Dueños de tiendas de animales aseguran que el Gobierno no expide las autorizaciones necesarias para comercializar animales como loros o tortugas

Loros en una tienda de animales ALBA VILLAR

“No vamos a poder vender ni un gusano, a este paso”, lamenta J.R, propietario de una popular tienda de animales de A Coruña. La ley de Bienestar Animal todavía no está aprobada por discrepancias de los socios del Gobierno con respecto a los perros de caza, pero ya trae cola. El anuncio de la propuesta legislativa ya generó en su momento malestar entre los propietarios de este tipo de negocios, que la tildaban de excesivamente prohibicionista y alertaban de que podía disuadir a las personas que estuviesen planteándose adquirir una mascota. Ahora, aseguran que ya han comenzado a sufrir sus consecuencias aun sin estar aprobada la ley.

Algunos negocios coruñeses especializados en la venta de animales exóticos perciben ya atascos burocráticos para obtener las autorizaciones del convenio Cites, (Convención sobre el Comercio Internacional de Especies Amenazadas de Fauna y Flora Silvestres), que es el sistema que controla a nivel mundial el comercio de determinadas especies amenazadas por el tráfico ilegal. “El Cites es un convenio que se acordó a nivel internacional entre varios países a los cuales estaba adscrito España, entre otras 190 naciones. Esta ley incumple un tratado que se aprobó para preservar especies en peligro de extinción, amenazadas o que requieran cuidados especiales”, comenta J.R. El comerciante advierte de que, desde hace casi un año no se expiden en España este tipo de certificaciones, lo que impide comercializar legalmente a los animales que han nacido en cautiverio durante este período.

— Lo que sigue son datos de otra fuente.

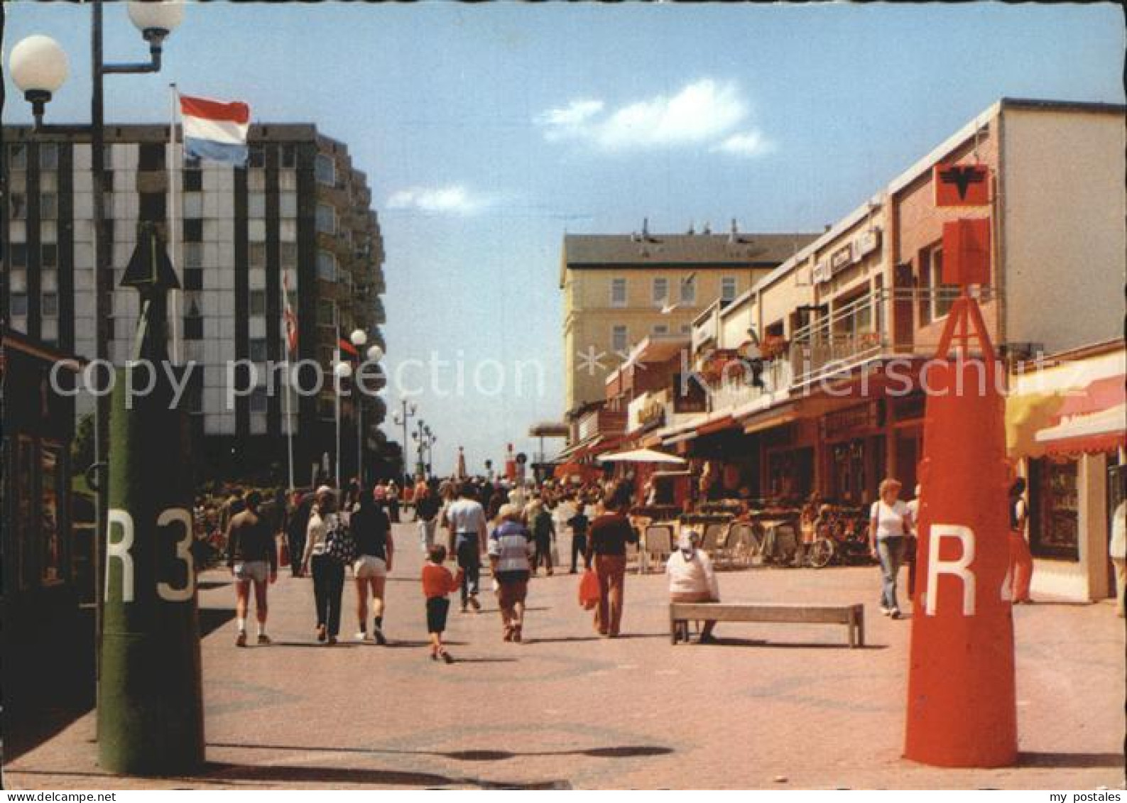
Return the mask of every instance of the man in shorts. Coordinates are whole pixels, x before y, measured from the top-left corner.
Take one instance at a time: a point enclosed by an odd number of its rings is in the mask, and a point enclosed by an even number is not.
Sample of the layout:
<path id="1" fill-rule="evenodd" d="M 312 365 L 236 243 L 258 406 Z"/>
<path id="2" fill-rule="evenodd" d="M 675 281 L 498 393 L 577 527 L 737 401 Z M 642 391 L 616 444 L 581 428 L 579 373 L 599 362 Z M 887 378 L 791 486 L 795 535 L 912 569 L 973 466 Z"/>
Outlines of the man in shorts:
<path id="1" fill-rule="evenodd" d="M 247 605 L 250 585 L 255 586 L 255 615 L 258 618 L 258 643 L 269 644 L 266 635 L 266 583 L 278 579 L 274 532 L 259 514 L 263 497 L 258 491 L 247 494 L 246 509 L 231 518 L 227 533 L 227 565 L 234 577 L 234 612 L 239 626 L 237 646 L 247 645 Z"/>

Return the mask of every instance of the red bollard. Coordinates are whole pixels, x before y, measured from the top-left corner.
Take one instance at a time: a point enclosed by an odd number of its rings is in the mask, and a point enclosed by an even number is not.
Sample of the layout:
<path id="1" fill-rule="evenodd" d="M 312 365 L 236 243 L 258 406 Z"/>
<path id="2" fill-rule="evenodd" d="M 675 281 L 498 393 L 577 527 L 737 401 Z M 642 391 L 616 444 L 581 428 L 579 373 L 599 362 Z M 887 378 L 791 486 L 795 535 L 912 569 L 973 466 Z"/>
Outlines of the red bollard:
<path id="1" fill-rule="evenodd" d="M 956 305 L 952 319 L 976 318 L 973 300 Z M 941 767 L 1002 767 L 1018 756 L 1011 470 L 988 341 L 984 351 L 985 362 L 933 362 L 926 375 L 904 756 Z"/>

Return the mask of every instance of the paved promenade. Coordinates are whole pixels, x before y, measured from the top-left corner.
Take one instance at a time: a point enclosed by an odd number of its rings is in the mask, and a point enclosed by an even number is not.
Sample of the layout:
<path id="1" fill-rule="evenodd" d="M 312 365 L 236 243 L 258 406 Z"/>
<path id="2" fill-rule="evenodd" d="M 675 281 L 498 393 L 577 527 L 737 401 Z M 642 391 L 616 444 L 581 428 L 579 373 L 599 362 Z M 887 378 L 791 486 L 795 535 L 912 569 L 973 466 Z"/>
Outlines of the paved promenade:
<path id="1" fill-rule="evenodd" d="M 720 644 L 674 648 L 657 574 L 628 576 L 624 637 L 602 640 L 557 573 L 531 583 L 522 644 L 502 642 L 490 595 L 479 615 L 455 605 L 443 666 L 427 659 L 414 527 L 396 538 L 389 646 L 352 641 L 350 580 L 344 639 L 318 645 L 312 585 L 287 570 L 274 645 L 237 649 L 233 621 L 208 633 L 198 777 L 103 774 L 91 713 L 6 766 L 6 786 L 1122 788 L 1125 631 L 1109 604 L 1017 608 L 1020 764 L 937 769 L 900 758 L 911 624 L 880 616 L 876 568 L 720 577 L 731 601 L 863 603 L 861 650 L 840 625 L 722 623 Z M 202 579 L 208 616 L 232 615 L 228 576 Z"/>

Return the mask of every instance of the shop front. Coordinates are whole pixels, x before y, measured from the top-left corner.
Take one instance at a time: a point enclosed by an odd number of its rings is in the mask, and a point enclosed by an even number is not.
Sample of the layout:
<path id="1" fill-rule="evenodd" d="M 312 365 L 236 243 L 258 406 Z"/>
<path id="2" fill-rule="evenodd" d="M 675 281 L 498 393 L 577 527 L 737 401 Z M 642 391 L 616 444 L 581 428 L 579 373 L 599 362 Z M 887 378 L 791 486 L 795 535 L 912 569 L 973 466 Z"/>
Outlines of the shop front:
<path id="1" fill-rule="evenodd" d="M 1028 483 L 1031 592 L 1113 596 L 1108 544 L 1127 446 L 1121 345 L 1057 355 L 1019 375 L 1006 403 L 1008 446 Z"/>
<path id="2" fill-rule="evenodd" d="M 78 369 L 74 358 L 5 332 L 3 682 L 7 703 L 15 705 L 62 704 L 92 688 L 92 676 L 80 672 L 92 653 L 69 652 L 92 632 L 79 626 L 79 605 L 88 601 L 79 589 L 92 586 L 92 544 L 76 548 L 71 526 L 69 393 Z M 53 688 L 52 679 L 66 687 Z"/>
<path id="3" fill-rule="evenodd" d="M 825 461 L 822 496 L 843 505 L 873 501 L 887 466 L 885 400 L 833 410 L 819 426 Z"/>

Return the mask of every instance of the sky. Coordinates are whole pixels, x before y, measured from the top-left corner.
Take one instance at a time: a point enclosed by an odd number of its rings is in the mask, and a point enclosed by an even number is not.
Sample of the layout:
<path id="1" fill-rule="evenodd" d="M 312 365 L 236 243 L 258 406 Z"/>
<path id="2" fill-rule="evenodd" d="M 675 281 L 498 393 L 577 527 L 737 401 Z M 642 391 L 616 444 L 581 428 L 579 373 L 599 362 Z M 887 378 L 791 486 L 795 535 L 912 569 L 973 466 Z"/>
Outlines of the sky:
<path id="1" fill-rule="evenodd" d="M 89 10 L 5 5 L 6 53 L 42 33 L 70 55 L 48 121 L 88 121 Z M 107 60 L 144 57 L 123 3 L 105 27 Z M 1001 97 L 1124 102 L 1124 48 L 1110 3 L 193 3 L 159 75 L 107 80 L 106 119 L 167 121 L 176 81 L 345 142 L 392 385 L 421 389 L 436 471 L 461 445 L 481 472 L 562 417 L 565 233 L 819 232 Z"/>

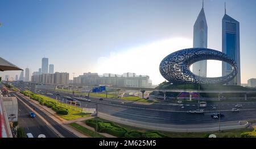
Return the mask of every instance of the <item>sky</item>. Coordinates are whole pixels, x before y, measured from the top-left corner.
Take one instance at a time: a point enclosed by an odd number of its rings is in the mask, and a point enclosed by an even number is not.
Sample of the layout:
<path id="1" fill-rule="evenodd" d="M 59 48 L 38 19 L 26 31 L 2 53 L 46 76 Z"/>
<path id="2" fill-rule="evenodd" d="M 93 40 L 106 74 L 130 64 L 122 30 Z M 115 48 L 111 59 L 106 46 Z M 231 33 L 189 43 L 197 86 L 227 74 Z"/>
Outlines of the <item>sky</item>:
<path id="1" fill-rule="evenodd" d="M 240 22 L 241 82 L 256 78 L 256 1 L 205 0 L 208 48 L 221 51 L 221 19 Z M 159 65 L 166 56 L 193 47 L 193 26 L 201 0 L 0 0 L 0 56 L 38 71 L 49 58 L 70 78 L 84 72 L 148 75 L 164 81 Z M 221 75 L 208 61 L 207 75 Z M 0 72 L 14 78 L 19 72 Z"/>

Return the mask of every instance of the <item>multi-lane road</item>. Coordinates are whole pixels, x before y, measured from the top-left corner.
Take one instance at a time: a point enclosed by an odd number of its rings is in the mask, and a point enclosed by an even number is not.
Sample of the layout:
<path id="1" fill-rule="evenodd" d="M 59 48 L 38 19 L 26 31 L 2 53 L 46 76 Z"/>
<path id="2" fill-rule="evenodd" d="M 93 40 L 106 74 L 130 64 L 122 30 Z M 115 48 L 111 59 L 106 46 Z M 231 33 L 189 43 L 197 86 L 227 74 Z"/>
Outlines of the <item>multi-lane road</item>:
<path id="1" fill-rule="evenodd" d="M 42 90 L 41 93 L 54 99 L 56 98 L 58 93 L 49 90 Z M 53 94 L 47 95 L 47 93 Z M 59 96 L 58 98 L 60 97 L 61 99 L 64 98 L 64 96 L 72 96 L 69 93 L 59 93 L 61 96 Z M 216 109 L 212 109 L 210 105 L 204 107 L 205 111 L 209 111 L 205 112 L 204 114 L 189 114 L 187 113 L 187 111 L 197 109 L 197 105 L 183 104 L 182 106 L 184 107 L 181 108 L 180 104 L 160 102 L 143 105 L 117 99 L 99 101 L 98 98 L 90 97 L 91 102 L 81 101 L 81 106 L 96 107 L 96 104 L 97 104 L 98 110 L 101 113 L 135 121 L 161 124 L 191 125 L 217 123 L 219 122 L 218 119 L 212 119 L 210 115 L 218 111 L 219 109 L 225 115 L 224 118 L 221 118 L 221 122 L 256 119 L 256 102 L 240 102 L 242 107 L 239 108 L 241 110 L 239 113 L 233 113 L 231 111 L 238 103 L 218 103 L 214 105 Z"/>

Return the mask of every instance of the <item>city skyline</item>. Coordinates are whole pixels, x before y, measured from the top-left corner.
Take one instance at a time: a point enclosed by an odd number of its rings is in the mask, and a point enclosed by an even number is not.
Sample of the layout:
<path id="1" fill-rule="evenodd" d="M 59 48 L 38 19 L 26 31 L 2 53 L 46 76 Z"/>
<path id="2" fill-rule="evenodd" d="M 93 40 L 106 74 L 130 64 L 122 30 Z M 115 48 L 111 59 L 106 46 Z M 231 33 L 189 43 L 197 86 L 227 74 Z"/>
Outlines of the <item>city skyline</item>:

Alrededor de 35.000 especies de animales y plantas gozan de diferentes grados de protección. La fauna y flora que se compra y está amenazada debe ser sometida a controles Cites. Entre estas especies figuran algunas aves populares como loros, guacamayos, reptiles como iguanas, camaleones o serpientes u otros animales como tortugas de agua o tierra de importación. Un atasco que repercute en el primer escalón de la cadena, los criadores, que no pueden legalizar las criaturas que van naciendo. “Si yo quiero traer una iguana de Honduras, por ejemplo, necesita el Cites para hacerlo legalmente. Ahora no podemos importar nada. De loros yaco o verdes, por ejemplo, ha bajado la venta porque casi no hay criadores comercializando. Han dejado de criar porque mantener los loros cuesta dinero y no pueden venderlos”, protestan los comerciantes de animales coruñeses.

Los propietarios de estos negocios achacan la parálisis en las autorizaciones a que, hasta el año pasado, quien se encargaba de gestionar estos permisos era la Asociación de Inspectores Soivre, pero desde noviembre de 2021 es el Ministerio de Transición Ecológica la autoridad administrativa designada por el Gobierno para desempeñar esta función, lo que redundó, para los comerciantes, en el atasco de autorizaciones, pues las únicas licencias disponibles son las programadas con anterioridad a este período. “Este organismo funcionaba perfectamente. Los criadores tenían que informar a Soivre si sus guacamayos, por ejemplo, ponían huevos. Cuando eclosionaban, había que reportar cuántos de esos huevos habían salido. Luego, Soivre mandaba un veterinario para cotejar el ADN de las crías con el de los padres, y cada cierto tiempo se verificaban las condiciones en las que estaban”, explican los comerciantes, que alertan de que, con la entrada en vigor de la nueva ley, sus ventas se resentirán considerablemente. “Ya lo estamos notando, porque la gente está dejando de comprar animales porque piensan que va a ir la policía a sus casas a controlar. La propaganda es de que quieren prohibir todo, y hace daño”.